If Mitt Romney really wants to demonstrate that he’s not simply pandering when he tells us how conservative he is, he needs to fire his campaign adviser Eric Fehrnstrom. On CNN, Mr. Fehrnstrom said that no matter how conservative the governor may sound on the campaign trail now, come the fall campaign he can “hit a reset button.” He went on to say, “It’s almost like an Etch-A-Sketch. You can kind of shake it up and restart all over again.”
As Yuval Levin noted on National Review’s The Corner, if you had asked what would “do the most damage to Romney’s support among conservatives, and … then strained to imagine the stupidest thing they could possibly say, [you] might well have come up with something like Eric Fehrnstrom’s comment on CNN.

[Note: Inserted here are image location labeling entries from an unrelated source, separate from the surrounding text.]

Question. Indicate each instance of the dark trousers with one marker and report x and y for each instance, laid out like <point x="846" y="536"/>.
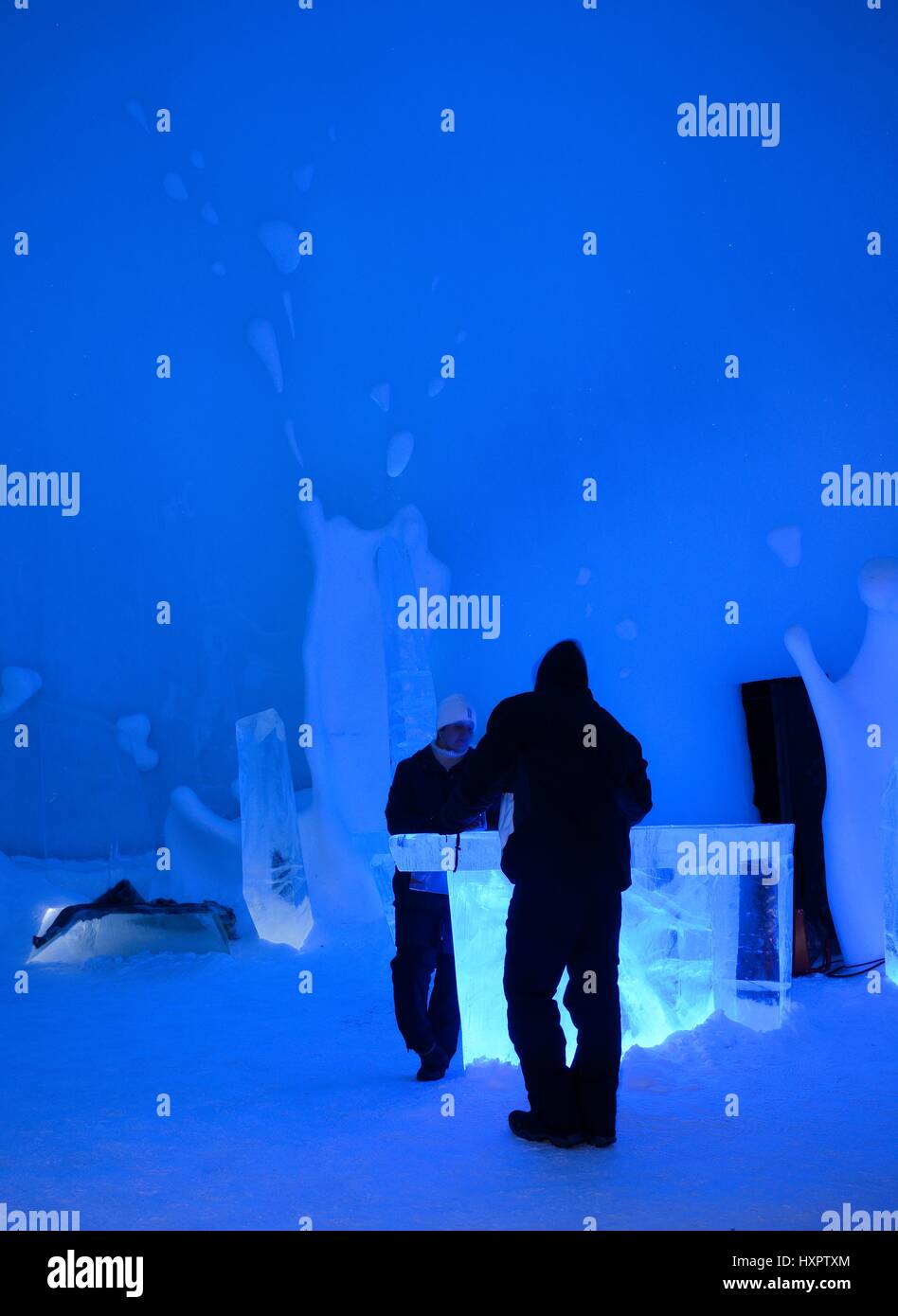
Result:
<point x="424" y="951"/>
<point x="577" y="928"/>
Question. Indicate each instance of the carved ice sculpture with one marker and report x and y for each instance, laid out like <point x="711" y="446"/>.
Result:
<point x="411" y="698"/>
<point x="274" y="878"/>
<point x="706" y="925"/>
<point x="858" y="725"/>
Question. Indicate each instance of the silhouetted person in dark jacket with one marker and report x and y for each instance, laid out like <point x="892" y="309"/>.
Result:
<point x="578" y="780"/>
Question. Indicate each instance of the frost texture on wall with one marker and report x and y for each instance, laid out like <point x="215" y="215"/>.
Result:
<point x="858" y="725"/>
<point x="411" y="699"/>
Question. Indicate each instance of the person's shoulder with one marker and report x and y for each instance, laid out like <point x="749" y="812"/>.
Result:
<point x="509" y="708"/>
<point x="421" y="758"/>
<point x="610" y="722"/>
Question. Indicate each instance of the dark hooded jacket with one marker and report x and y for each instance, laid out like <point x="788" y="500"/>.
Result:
<point x="577" y="776"/>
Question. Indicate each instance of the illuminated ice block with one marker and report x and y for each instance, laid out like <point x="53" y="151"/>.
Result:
<point x="411" y="698"/>
<point x="274" y="877"/>
<point x="890" y="870"/>
<point x="427" y="852"/>
<point x="729" y="927"/>
<point x="706" y="925"/>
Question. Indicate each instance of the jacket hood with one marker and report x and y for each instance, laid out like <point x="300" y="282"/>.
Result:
<point x="563" y="667"/>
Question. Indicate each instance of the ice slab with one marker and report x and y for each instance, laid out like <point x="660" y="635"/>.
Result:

By any objective measure, it’s of course unjust to fire a man for one errant remark. Politics, however, isn’t fair, and neither is the presidency. Mr. Romney’s problem is not his policies or programs; his problem is his credibility: many people just don’t believe he really believes what he is telling us. Firing Mr. Fehrnstrom would be a welcome signal that Mr. Romney is offended by any suggestion, no matter how much it might be later explained away, that he does not really believe what he says — and is ready, willing, and able to erase it away when he thinks he needs to. The worst part is that Mr. Fehrnstrom does not appear to have chosen unfortunate words that distort what he was trying to say. To the contrary, his problem is that he appears to have inadvertently expressed what he, and by extension the Romney campaign, really does think.
This is a tough decision for any candidate. We’ll learn something by Mr. Romney’s reaction.